Code snippet below using ten example columns time41..50 (use random_hhmmsecms() if you want a bigger sample)
I did my best to follow these recommendations, this is as reproducible as I can get it in six hours' work:
# Each of 200,000 rows has 50 time strings (chr) like this...
xx <- structure(list(time41 = c("08:00:41.465", "08:00:50.573", "08:00:50.684"
), time42 = c("08:00:41.465", "08:00:50.573", "08:00:50.759"),
time43 = c("08:00:41.465", "08:00:50.573", "08:00:50.759"
), time44 = c("08:00:41.465", "08:00:50.664", "08:00:50.759"
), time45 = c("08:00:41.465", "08:00:50.684", "08:00:50.759"
), time46 = c("08:00:42.496", "08:00:50.684", "08:00:50.759"
), time47 = c("08:00:42.564", "08:00:50.759", "08:00:51.373"
), time48 = c("08:00:48.370", "08:00:50.759", "08:00:51.373"

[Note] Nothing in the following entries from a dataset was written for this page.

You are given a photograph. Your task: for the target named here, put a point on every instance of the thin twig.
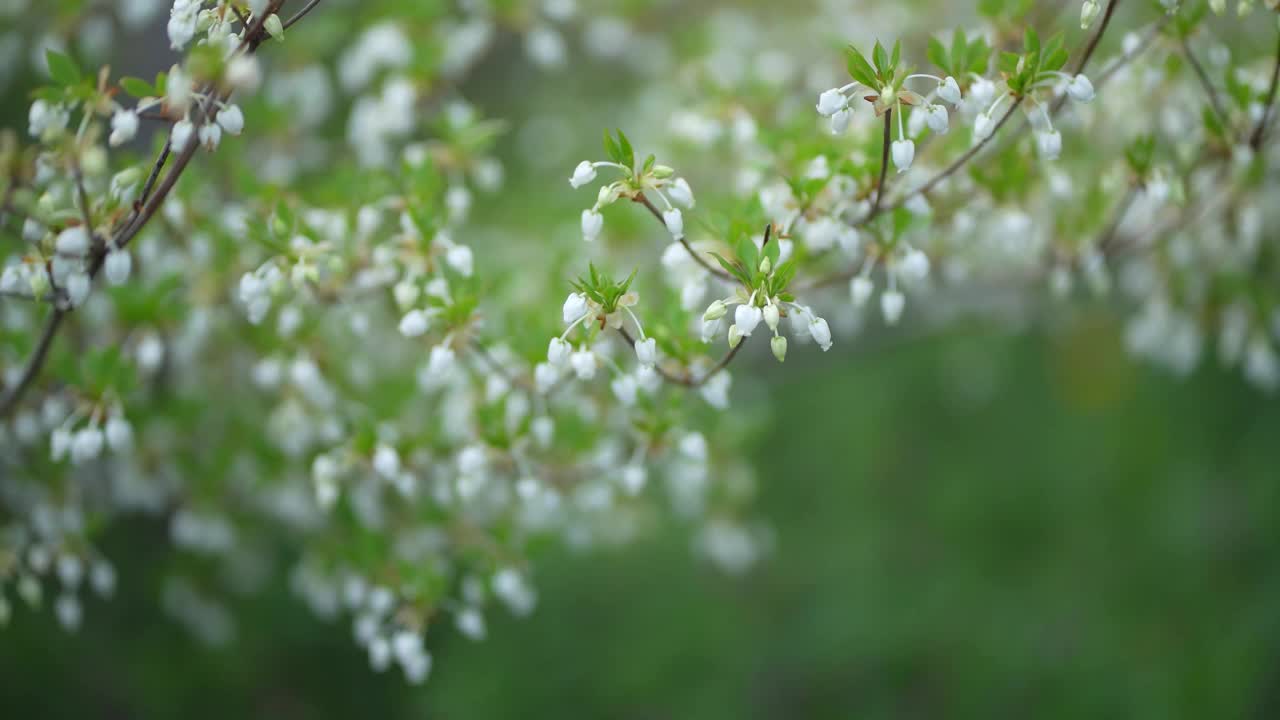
(1089, 49)
(958, 163)
(684, 241)
(885, 144)
(142, 213)
(33, 364)
(1261, 130)
(688, 379)
(1203, 80)
(301, 13)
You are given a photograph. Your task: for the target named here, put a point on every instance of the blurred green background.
(972, 525)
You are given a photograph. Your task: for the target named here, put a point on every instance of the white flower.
(86, 443)
(1050, 144)
(593, 223)
(982, 127)
(735, 336)
(461, 259)
(545, 376)
(118, 265)
(182, 23)
(558, 351)
(831, 103)
(232, 119)
(982, 91)
(892, 302)
(821, 332)
(385, 461)
(181, 136)
(950, 90)
(681, 194)
(119, 433)
(124, 127)
(414, 323)
(625, 390)
(778, 345)
(840, 121)
(860, 288)
(583, 174)
(1080, 89)
(716, 390)
(634, 478)
(904, 151)
(915, 265)
(583, 363)
(575, 306)
(1088, 12)
(675, 223)
(936, 117)
(72, 241)
(647, 351)
(746, 318)
(243, 72)
(45, 117)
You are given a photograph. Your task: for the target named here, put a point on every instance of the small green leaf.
(859, 68)
(881, 58)
(137, 87)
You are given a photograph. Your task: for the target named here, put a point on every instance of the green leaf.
(859, 68)
(137, 87)
(629, 155)
(62, 68)
(937, 55)
(959, 51)
(881, 58)
(611, 147)
(731, 268)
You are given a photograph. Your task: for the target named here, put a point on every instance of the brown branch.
(142, 213)
(1214, 100)
(1089, 49)
(1261, 130)
(688, 378)
(301, 13)
(885, 144)
(684, 241)
(955, 165)
(33, 364)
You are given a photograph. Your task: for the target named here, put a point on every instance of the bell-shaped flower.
(746, 318)
(831, 103)
(904, 153)
(675, 222)
(583, 174)
(647, 351)
(892, 302)
(593, 223)
(950, 90)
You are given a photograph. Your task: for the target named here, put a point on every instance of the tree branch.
(885, 144)
(693, 254)
(1261, 130)
(688, 379)
(144, 210)
(1203, 80)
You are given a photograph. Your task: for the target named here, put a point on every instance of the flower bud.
(771, 317)
(778, 345)
(714, 311)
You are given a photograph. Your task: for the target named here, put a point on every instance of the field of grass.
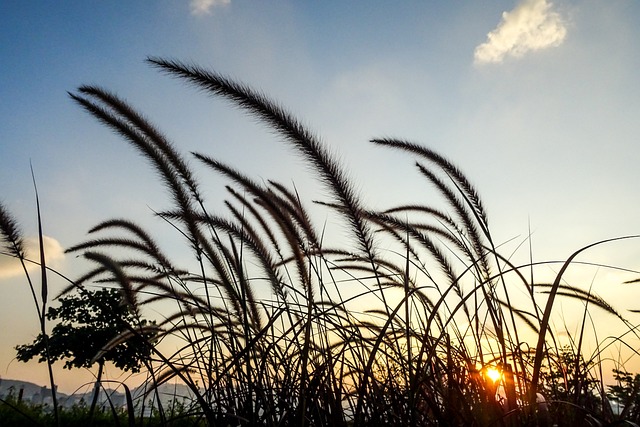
(414, 318)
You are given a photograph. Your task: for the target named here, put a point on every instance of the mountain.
(37, 394)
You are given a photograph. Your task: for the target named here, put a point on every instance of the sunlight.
(493, 373)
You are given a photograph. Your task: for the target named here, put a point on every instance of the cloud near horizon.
(531, 25)
(203, 7)
(54, 252)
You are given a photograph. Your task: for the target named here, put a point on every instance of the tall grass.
(270, 328)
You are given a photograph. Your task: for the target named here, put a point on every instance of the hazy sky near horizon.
(538, 102)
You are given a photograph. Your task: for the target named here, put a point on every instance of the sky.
(536, 101)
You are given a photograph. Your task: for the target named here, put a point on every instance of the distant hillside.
(34, 393)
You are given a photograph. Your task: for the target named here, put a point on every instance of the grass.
(270, 327)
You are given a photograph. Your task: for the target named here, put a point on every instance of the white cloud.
(203, 7)
(531, 25)
(11, 267)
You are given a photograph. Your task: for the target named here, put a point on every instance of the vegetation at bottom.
(15, 413)
(412, 317)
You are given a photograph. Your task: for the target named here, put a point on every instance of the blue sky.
(537, 102)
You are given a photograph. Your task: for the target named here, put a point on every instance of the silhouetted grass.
(276, 327)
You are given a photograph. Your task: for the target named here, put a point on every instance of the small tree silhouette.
(88, 322)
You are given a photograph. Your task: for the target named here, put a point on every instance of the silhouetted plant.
(396, 324)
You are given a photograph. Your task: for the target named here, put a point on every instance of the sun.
(493, 373)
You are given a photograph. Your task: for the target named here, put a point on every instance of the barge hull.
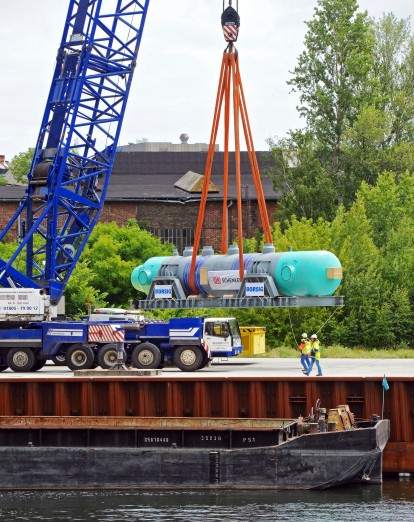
(315, 461)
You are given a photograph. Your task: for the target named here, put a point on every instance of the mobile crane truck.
(67, 186)
(30, 338)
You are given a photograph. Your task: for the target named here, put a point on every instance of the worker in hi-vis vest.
(315, 355)
(305, 349)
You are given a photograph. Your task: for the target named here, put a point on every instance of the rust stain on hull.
(209, 397)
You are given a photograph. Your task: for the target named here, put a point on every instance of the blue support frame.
(77, 143)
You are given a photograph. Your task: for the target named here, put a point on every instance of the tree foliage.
(20, 165)
(355, 81)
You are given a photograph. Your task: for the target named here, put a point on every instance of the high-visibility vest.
(307, 348)
(315, 346)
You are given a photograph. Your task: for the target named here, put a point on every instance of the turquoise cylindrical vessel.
(309, 273)
(296, 274)
(142, 276)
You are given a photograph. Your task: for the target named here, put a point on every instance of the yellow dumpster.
(253, 340)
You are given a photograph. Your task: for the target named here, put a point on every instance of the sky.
(176, 78)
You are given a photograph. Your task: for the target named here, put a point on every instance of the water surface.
(394, 501)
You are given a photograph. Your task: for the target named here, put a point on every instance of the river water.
(394, 501)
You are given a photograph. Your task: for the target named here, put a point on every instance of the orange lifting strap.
(231, 94)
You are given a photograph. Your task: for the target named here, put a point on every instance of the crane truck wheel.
(21, 359)
(146, 356)
(80, 357)
(107, 356)
(188, 358)
(38, 365)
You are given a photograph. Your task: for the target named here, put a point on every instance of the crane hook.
(230, 21)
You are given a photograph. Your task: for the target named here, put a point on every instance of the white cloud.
(177, 73)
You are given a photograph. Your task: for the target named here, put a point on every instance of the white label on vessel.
(163, 292)
(254, 289)
(224, 280)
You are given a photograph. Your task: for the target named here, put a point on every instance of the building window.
(179, 237)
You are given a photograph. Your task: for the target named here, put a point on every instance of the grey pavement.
(243, 367)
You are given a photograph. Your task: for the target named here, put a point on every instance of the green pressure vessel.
(313, 273)
(300, 274)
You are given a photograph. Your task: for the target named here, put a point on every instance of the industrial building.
(150, 183)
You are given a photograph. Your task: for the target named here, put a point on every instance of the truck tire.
(80, 357)
(59, 359)
(107, 356)
(188, 358)
(146, 356)
(38, 365)
(21, 359)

), time49 = c("08:00:50.573", "08:00:50.759", "08:00:54.452"
), time50 = c("08:00:50.573", "08:00:50.759", "08:00:54.452"
)), .Names = c("time41", "time42", "time43", "time44", "time45",
"time46", "time47", "time48", "time49", "time50"), row.names = 3:5, class = "data.frame")
# Handle millisecond timing and time conversion
options('digits.secs'=3)
# Parse "HH:MM:SS.sss" timestring into (numeric) number of seconds (Very slow)
parse_hhmmsecms <- function(t) {
as.numeric(substr(t,1,2))*3600 + as.numeric(substr(t,4,5))*60 + as.numeric(substr(t,7,12)) # WORKS, V SLOW
#c(3600,60,1) %*% sapply((strsplit(t[1,]$time1, ':')), as.numeric) # SLOW, NOT VECTOR
#as.vector(as.numeric(unlist(strsplit(t,':',fixed=TRUE)))) %*% c(3600,60,1) # WANT TO VECTORIZE THIS
}
random_hhmmsecms <- function(n=1, min=8*3600, max=16*3600) {
# Generate n random hhmmsecms objects between min and max (8am:4pm)
xx <- runif(n,min,max)
ss <- xx %% 60
mm <- (xx %/% 60) %% 60
hh <- xx %/% 3600
sprintf("%02d:%02d:%05.3f", hh,mm,ss)
}
xx$logtime45 <- xx$logtime44 <- xx$logtime43 <- xx$logtime42 <- xx$logtime41 <- NA
xx$logtime50 <- xx$logtime49 <- xx$logtime48 <- xx$logtime47 <- xx$logtime46 <- NA
# (we pass index vectors as the dataframe column ordering may change)
Ctime <- which(colnames(xx)=='time41') : which(colnames(xx)=='time50')
Clogtime <- which(colnames(xx)=='logtime41') : which(colnames(xx)=='logtime50')
for (i in 40:nrow(xx)) {
#if (i%%100==0) { print(paste('... row',i)) }
hhmmsecms_50 <- parse_hhmmsecms(xx$time50[i])
xx[i,Clogtime] <- -10*log10(1000*(hhmmsecms_50 - parse_hhmmsecms(xx[i,Ctime]) ))
# Now fix up all the 'zero-time' events to be evenly spaced between -3..0
Czerotime.p <- which(xx[i,Clogtime]==Inf | xx[i,Clogtime]>-1e-9)
xx[i,Czerotime.p] <- seq(-3,0,length.out=length(Czerotime.p))
}
You may be overcomplicating things.
Start with base classes which do milliseconds very well (and on appropriate operating systems even microseconds) but note that
you need to set options("digits.secs"=7) (that's the max that can be displayed) to see them displayed
you need an additional parsing character for strptime et al
all of which is in the docs, and countless examples here on SO.
Quick examples:
R> someTime <- ISOdatetime(2011, 12, 27, 2, 3, 4.567)
R> someTime
[1] "2011-12-27 02:03:04.567 CST"
R> now <- Sys.time()
R> now
[1] "2011-12-27 16:48:20.247298 CST" # microsecond display on Linux
R>
R> txt <- "2001-02-03 04:05:06.789123"
R> strptime(txt, "%Y-%m-%d %H:%M:%OS") # note the %0S for sub-seconds
[1] "2001-02-03 04:05:06.789123"
R>
And key functions such as strptime or as.POSIXct are all vectorised and you can throw entire columns at them.